For six hundred years, the Ottoman Empire ruled the Caucasus, the Middle East, Greece, parts of Central Europe, and much of North Africa. But it began to crumble almost as soon as it was built. The sultans feared technology and despised the bustling frenetic energy of the Industrial Revolution. Russia was continually invading from the north, seeking to ignite a war that would allow it to swallow the Ottomans whole. The regime also suffered from rampant corruption. When the Allies invaded Turkey during the Great War, the whole house of cards came tumbling down.

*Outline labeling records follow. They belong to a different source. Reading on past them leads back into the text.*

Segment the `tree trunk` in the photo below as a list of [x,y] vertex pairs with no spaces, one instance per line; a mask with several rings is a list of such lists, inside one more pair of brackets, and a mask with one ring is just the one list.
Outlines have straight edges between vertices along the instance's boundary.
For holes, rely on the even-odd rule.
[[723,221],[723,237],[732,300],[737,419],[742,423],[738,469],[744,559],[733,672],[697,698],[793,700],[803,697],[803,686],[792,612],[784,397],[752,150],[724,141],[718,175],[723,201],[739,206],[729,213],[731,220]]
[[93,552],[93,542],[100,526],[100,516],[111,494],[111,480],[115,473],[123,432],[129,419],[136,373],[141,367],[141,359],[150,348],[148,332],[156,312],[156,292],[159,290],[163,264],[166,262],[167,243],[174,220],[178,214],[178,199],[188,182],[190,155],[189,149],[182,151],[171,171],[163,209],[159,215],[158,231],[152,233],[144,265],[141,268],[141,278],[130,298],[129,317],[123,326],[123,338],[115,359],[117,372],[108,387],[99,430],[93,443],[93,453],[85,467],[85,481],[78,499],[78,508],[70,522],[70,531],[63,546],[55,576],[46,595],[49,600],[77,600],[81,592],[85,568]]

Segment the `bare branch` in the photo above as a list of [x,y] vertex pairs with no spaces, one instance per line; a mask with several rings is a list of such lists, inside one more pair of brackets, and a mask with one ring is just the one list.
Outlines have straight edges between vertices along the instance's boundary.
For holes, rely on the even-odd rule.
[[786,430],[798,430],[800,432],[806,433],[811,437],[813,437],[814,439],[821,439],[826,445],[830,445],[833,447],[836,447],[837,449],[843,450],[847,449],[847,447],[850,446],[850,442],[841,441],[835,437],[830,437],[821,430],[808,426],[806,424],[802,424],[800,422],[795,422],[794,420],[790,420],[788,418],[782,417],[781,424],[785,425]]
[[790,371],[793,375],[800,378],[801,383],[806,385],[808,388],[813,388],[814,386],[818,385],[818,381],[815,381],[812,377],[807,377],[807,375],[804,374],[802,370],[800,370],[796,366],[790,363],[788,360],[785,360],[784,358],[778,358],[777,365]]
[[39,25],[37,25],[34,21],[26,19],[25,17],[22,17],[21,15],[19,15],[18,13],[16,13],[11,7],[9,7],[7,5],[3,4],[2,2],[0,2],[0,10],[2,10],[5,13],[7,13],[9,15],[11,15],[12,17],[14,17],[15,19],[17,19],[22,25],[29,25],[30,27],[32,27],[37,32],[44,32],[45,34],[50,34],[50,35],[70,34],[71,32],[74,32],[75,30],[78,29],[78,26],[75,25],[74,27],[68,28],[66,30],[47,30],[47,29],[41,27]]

France and Britain and America left a few troops in Turkey, propping up the caliph whom they intended to treat as a puppet. But the rise of Atatürk and his generals changed all that. Atatürk did not attack directly. Instead, small uprisings erupted in one place after another, with no direct tie to the hands that controlled them, much as the Allies were doing through the shadow caliph. The Allies could have brought in more troops and stamped the upstarts into the dust, of course. But the West had lost all appetite for further war. So the Allies watched helplessly as Atatürk won gradual control of Turkey. Eight months earlier, the newly elected Turkish parliament ordered the caliph to leave the country. Despite the Allies’ plea for him to stay, Mehmed packed up and departed for a villa on the Italian Riviera. In his place, the parliament appointed Mehmed’s cousin, Abdülmecid. Who ruled over nothing, and according to the documents Muriel had read, cared little either way.